Описание к видео Eight Tips to Effectively Make Your Court of Appeals Case

In this video, Wisconsin Court of Appeals judges Joan F. Kessler, Milwaukee, and Gary E. Sherman, Madison, discuss how lawyers can most effectively make their case on behalf of their clients to the court of appeals.

1. Be logical and clear. Use short sentences, short paragraphs.

2. Be sure sentences follow logically.

3. When the judge isn't sure what you are trying to say you erect a barrier against your own advocacy and are working against your client.

4. Clearly and succinctly recite the history, facts, and issues in the preliminary matters. The key is to be "brief" in this part of the brief, and spell out clearly what the judge is going to be dealing with in this appeal.

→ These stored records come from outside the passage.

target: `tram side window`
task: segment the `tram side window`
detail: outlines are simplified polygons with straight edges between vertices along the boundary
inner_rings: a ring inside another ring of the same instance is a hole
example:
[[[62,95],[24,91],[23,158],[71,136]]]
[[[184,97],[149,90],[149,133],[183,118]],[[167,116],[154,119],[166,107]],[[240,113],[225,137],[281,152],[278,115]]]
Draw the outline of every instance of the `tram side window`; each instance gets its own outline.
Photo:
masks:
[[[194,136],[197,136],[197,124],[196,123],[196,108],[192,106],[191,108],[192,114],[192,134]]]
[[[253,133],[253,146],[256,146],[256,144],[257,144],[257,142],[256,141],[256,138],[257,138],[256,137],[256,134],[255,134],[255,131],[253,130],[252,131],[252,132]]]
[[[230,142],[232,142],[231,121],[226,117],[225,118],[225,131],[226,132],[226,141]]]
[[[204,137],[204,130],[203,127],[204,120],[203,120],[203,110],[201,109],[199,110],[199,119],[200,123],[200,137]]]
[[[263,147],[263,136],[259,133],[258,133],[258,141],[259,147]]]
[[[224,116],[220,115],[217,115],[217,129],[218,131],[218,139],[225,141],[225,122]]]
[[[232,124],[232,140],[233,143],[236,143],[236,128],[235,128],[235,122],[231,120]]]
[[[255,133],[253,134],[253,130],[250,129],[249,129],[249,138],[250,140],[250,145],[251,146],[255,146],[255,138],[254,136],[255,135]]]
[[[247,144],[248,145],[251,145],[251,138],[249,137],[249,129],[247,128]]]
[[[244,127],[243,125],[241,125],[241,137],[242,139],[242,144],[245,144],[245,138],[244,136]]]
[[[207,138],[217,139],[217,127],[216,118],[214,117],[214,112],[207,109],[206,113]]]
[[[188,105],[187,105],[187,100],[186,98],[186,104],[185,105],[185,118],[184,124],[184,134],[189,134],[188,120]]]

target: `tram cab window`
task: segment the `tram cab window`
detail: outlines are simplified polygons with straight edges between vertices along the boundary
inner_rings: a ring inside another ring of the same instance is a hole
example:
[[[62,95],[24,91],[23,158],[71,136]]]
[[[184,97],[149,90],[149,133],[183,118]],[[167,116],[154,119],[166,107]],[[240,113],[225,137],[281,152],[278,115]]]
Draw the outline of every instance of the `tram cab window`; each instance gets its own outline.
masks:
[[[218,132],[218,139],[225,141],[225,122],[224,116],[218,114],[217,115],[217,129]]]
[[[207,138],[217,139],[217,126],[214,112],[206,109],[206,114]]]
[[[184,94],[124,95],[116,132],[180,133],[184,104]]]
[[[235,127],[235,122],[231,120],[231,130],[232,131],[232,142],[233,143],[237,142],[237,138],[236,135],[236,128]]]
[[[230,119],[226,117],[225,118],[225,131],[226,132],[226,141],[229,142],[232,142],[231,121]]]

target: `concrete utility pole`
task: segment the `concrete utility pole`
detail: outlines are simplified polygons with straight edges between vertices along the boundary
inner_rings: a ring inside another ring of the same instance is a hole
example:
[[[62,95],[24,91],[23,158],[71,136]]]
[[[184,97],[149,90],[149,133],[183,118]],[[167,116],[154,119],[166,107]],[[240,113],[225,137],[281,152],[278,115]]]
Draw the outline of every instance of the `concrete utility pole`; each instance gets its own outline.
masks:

5. The argument is what really counts. Be scrupulous about the accuracy of the cases that you are citing, and if they don't' actually say quite what you want them to say, explain what the difference is so the judges doesn't get the feeling he or she is being mislead

6. Decide from the beginning what are the most important and persuasive arguments that have the best opportunity to win. It is rare that a trial judge mishandles so many issues so badly that each of them is a basis for reversal. The quantity of arguments will diminish the impact of those arguments with the quality.

7. Be sure to include the specific order of appeal, the trial court's explanation in the record (if there was one), and the trial court's explanation for the reasons (if there was one). However, including nearly the entire record in the appendices is not really helping the judge either.

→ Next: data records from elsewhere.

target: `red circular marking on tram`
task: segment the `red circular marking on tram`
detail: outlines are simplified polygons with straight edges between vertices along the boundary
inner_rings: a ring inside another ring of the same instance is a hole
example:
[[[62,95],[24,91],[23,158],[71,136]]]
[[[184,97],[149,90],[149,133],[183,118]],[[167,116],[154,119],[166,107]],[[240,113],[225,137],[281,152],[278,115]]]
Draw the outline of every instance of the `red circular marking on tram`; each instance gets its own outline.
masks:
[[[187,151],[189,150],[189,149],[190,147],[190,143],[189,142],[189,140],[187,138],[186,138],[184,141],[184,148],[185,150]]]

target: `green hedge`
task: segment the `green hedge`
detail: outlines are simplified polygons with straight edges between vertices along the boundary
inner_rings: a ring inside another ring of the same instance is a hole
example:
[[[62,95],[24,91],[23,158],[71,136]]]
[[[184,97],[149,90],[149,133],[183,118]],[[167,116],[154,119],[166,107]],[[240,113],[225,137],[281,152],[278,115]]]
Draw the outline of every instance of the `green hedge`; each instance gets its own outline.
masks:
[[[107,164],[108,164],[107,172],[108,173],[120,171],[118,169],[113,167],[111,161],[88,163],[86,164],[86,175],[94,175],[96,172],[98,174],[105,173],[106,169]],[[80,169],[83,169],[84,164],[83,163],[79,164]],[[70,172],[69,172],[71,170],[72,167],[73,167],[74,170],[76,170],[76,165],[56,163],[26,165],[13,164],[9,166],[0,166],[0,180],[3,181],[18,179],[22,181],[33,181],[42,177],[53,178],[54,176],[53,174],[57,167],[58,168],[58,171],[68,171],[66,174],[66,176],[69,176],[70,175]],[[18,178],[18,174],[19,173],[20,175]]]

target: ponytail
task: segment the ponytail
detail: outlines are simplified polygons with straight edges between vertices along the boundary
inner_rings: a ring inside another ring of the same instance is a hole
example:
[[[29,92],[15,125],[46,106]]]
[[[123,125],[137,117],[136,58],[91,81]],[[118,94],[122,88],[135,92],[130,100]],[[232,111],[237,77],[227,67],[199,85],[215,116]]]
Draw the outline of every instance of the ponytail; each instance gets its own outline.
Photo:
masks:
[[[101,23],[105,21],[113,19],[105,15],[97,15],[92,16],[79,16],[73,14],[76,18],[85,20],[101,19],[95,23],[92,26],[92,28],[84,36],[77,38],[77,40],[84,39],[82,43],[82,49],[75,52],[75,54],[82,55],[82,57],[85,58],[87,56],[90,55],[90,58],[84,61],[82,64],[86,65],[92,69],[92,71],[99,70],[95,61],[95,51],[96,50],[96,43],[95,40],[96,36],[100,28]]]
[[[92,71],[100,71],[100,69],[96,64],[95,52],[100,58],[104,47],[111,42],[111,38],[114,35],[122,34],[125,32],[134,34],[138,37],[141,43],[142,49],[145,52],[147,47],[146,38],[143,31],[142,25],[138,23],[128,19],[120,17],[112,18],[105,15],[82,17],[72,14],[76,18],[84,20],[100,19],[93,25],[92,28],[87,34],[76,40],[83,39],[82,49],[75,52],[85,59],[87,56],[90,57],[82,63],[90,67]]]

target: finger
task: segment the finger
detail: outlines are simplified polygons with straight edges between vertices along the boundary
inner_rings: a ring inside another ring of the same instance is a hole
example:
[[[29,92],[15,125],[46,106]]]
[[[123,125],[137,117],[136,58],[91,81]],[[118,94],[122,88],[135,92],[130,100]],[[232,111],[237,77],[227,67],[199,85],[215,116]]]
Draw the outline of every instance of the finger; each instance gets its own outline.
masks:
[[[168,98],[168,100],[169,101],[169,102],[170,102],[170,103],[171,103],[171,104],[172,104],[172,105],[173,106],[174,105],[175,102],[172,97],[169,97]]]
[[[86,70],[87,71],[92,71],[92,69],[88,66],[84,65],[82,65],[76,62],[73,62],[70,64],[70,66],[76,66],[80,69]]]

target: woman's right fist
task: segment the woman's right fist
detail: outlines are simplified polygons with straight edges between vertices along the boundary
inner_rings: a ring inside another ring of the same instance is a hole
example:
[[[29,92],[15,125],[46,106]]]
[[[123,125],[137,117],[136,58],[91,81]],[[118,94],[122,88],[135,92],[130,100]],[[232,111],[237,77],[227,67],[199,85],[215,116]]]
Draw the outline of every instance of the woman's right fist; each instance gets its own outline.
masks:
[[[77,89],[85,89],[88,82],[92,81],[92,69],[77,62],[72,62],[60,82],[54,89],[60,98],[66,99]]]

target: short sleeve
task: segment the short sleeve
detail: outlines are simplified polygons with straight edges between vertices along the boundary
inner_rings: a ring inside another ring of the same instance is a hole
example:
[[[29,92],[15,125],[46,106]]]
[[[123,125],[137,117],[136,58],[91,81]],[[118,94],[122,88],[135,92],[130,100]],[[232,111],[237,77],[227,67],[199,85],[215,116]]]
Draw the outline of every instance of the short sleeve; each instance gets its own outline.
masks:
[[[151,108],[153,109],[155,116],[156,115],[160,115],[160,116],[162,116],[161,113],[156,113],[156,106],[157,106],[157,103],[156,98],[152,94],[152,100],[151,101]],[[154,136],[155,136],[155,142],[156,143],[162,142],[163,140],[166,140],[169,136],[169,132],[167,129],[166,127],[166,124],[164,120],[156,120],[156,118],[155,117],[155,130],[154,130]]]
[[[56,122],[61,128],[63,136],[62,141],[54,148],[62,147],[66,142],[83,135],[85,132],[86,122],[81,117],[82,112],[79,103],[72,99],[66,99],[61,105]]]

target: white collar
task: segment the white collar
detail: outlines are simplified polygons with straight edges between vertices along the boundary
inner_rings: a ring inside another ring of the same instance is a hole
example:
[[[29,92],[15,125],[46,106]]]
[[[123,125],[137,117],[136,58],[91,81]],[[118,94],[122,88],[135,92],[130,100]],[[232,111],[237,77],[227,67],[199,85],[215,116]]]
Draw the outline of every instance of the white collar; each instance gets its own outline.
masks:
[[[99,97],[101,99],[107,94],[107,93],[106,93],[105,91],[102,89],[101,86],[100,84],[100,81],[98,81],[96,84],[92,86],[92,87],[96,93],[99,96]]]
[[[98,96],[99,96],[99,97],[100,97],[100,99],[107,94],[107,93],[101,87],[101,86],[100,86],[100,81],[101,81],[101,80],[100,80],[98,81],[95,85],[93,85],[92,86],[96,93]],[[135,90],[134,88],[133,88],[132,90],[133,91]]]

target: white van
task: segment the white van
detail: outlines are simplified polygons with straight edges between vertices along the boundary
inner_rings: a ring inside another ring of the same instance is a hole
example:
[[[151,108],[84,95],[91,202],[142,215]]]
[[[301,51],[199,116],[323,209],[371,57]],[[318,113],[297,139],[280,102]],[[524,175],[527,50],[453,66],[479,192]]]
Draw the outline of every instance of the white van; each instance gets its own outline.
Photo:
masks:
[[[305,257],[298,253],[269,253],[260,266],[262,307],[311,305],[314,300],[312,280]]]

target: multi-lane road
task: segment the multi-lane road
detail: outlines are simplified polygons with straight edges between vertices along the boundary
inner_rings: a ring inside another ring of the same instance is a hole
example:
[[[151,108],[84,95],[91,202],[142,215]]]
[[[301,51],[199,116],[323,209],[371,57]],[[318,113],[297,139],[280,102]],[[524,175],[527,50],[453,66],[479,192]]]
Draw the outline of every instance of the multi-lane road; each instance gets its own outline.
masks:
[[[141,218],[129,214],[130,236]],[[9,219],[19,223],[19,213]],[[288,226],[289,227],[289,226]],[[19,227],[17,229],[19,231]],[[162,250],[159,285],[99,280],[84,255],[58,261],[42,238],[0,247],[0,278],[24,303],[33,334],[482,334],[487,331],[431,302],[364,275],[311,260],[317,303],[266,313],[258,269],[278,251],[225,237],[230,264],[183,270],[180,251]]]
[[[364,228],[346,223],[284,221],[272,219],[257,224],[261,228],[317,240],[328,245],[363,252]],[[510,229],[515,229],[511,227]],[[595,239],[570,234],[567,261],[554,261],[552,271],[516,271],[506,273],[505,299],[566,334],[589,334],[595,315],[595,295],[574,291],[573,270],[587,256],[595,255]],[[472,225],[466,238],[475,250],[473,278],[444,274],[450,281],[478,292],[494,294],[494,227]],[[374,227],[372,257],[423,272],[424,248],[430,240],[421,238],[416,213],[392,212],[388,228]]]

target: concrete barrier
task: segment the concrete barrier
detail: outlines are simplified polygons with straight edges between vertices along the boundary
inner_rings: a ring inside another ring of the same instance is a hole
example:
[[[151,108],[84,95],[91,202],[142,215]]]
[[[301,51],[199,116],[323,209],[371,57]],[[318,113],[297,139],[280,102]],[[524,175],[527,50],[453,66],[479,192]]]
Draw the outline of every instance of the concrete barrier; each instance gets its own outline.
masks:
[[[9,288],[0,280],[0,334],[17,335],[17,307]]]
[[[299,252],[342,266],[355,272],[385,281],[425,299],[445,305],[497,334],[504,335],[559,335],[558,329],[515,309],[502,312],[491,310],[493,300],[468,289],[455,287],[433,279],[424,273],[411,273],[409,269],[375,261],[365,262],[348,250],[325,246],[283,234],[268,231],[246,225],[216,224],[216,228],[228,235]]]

8. Judges don't like scavenger hunts. If a contract is the nature of the dispute, set it out as the first document, and name it as such. Don't make the judge search your appendices only to find the document at issue is attached to an affidavit as an exhibit.

Judges Kessler and Sherman presented Views From the Bench: Appellate Judges Panel at the State Bar of Wisconsin PINNACLE® Litigation, Dispute Resolution, and Appellate Practice Institute in Milwaukee last May.